I don't like hospitals. I really really don't like them. This is ironic, considering the field I'm about to enter, and its even more ironic considering that I am becoming more and more comfortable in the white coat and in hospitals. But here's the thing. Most people in hospitals are pretty sick, very vulnerable, sometimes sad, sometimes barely here. Which is of course why they need the extra care and help, but which can also be very hard to see everyday, all the time.

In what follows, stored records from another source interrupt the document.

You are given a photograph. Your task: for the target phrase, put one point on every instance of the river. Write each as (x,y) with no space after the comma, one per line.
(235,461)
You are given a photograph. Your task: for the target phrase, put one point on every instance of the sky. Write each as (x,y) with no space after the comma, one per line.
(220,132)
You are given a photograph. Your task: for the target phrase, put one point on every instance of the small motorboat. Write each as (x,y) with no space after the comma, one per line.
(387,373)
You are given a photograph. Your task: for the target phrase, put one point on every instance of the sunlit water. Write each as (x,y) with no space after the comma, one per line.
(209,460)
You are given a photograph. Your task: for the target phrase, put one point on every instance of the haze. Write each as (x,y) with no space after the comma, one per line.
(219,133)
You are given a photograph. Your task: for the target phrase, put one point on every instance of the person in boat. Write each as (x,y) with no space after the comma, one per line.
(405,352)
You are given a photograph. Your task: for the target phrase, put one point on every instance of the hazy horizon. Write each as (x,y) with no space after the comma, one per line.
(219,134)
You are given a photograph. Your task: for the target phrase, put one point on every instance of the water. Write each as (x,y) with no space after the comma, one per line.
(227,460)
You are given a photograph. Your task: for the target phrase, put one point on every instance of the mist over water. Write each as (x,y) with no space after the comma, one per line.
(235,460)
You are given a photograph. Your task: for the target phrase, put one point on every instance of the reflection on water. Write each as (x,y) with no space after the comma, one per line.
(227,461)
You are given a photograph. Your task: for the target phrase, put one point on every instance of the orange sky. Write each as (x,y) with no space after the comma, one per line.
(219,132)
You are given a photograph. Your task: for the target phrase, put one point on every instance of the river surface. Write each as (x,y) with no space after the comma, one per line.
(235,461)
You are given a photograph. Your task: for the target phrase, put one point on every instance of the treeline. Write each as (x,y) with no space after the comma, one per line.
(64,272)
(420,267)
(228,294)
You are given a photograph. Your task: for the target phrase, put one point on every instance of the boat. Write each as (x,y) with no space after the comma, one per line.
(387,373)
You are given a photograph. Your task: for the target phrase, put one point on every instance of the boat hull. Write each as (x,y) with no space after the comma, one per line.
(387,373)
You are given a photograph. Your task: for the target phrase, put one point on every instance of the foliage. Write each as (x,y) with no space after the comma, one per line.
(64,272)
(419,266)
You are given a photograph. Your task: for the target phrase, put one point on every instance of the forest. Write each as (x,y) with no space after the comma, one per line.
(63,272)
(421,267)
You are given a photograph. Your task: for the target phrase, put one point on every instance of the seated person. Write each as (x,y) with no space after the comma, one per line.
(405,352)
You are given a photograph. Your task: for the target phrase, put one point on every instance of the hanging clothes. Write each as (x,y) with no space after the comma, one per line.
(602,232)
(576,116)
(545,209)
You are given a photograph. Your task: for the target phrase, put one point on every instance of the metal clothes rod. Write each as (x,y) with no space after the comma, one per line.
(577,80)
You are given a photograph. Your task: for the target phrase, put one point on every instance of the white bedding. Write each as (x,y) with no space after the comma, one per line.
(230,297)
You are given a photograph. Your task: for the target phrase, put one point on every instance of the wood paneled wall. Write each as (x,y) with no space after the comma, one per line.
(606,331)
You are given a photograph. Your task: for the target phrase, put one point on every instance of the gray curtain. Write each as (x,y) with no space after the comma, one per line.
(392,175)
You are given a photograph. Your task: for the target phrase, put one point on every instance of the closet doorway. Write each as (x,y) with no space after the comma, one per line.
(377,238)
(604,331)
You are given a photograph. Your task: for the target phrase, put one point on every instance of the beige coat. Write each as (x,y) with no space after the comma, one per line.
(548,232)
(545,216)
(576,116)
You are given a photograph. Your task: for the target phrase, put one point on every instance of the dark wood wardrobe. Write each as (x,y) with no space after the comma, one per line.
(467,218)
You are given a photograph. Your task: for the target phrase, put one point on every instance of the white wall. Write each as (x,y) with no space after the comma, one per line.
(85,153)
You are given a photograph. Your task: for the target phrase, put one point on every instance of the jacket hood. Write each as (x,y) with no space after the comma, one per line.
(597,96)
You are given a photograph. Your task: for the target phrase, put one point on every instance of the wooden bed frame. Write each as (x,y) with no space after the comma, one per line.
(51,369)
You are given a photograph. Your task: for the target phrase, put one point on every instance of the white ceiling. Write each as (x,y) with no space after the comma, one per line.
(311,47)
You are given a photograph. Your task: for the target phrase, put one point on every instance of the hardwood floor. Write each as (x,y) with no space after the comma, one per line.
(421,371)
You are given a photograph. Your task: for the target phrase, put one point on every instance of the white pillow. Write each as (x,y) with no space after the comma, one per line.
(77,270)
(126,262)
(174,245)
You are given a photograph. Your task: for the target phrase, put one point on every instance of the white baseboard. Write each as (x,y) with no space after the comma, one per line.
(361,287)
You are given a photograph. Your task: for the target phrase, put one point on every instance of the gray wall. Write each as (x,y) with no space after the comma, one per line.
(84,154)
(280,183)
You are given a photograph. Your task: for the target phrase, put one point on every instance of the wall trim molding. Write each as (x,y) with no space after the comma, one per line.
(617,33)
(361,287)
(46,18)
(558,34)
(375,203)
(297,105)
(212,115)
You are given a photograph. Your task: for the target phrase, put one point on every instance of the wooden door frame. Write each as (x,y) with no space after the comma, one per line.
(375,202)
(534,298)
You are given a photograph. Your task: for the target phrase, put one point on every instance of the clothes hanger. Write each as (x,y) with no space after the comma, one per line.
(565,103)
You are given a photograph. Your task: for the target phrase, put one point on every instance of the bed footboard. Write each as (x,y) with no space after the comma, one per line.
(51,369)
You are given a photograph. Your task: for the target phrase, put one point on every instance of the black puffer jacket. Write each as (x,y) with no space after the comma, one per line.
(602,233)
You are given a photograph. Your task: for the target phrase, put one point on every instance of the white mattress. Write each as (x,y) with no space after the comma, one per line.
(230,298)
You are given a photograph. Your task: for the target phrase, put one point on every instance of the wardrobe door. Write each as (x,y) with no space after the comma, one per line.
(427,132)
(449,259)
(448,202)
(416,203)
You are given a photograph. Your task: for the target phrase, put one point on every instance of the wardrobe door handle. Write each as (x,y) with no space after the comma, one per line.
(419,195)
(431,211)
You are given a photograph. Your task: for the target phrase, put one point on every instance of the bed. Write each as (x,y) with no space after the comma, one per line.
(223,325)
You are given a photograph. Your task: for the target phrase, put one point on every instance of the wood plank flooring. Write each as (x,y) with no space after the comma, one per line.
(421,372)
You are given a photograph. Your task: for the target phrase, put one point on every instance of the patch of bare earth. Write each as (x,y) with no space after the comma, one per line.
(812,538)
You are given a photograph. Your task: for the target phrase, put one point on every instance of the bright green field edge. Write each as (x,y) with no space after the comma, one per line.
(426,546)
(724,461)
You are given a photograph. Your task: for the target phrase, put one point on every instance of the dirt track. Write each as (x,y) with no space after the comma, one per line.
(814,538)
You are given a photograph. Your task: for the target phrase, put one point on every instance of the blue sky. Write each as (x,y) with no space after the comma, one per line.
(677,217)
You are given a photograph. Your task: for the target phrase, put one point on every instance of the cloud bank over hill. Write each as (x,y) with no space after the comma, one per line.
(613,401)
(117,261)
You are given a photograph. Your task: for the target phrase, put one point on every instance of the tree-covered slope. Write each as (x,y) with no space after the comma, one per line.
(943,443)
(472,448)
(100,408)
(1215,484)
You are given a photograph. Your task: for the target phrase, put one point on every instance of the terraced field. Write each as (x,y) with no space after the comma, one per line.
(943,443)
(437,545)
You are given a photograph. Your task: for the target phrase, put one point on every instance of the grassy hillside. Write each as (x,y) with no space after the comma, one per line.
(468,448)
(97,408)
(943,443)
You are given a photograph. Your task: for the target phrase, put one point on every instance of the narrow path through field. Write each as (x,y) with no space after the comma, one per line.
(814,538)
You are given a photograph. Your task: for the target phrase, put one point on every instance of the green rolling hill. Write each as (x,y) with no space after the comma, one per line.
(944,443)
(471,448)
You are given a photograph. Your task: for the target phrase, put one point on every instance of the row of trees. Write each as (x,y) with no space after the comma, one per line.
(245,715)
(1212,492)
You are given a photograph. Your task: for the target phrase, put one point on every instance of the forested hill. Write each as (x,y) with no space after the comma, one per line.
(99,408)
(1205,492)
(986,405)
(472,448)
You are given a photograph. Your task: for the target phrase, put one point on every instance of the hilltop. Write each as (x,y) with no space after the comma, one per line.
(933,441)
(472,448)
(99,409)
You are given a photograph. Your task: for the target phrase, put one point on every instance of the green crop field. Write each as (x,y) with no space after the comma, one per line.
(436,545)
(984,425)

There's this weird thing that happens in medicine, especially in teaching centers. To learn to restore health as best as we can, we must become very intimate with sickness and sick people. So much that we can sometimes lose sight of the person within the body as we focus on their body and their disease. And really, healing is not entirely in our control- we're simply vessels- if you will, of the Master Healer. And yet, it can be easy to lose sight of the family and social interactions and everything that makes the patient unique. At the same time, a health care worker, no matter what stage, cant get so wrapped up in each patient that they lose their objectivity and their own sanity.
So what's a girl to do? Some doctors are very good at keeping the whole person in perspective and some specialties lend themselves to broader look at different layers of complexity. I guess this might be one of the things that makes the difference between an adequate, good or great doctor. How you make your patients feel and if you can somehow identify with them as fellow travelers in this walk of life, without losing pieces of your heart or worse yet, breaking your heart with every encounter.
This is why I'm still a student. This needs to be worked out in my head. In the mean time, I still don't like hospitals all that much.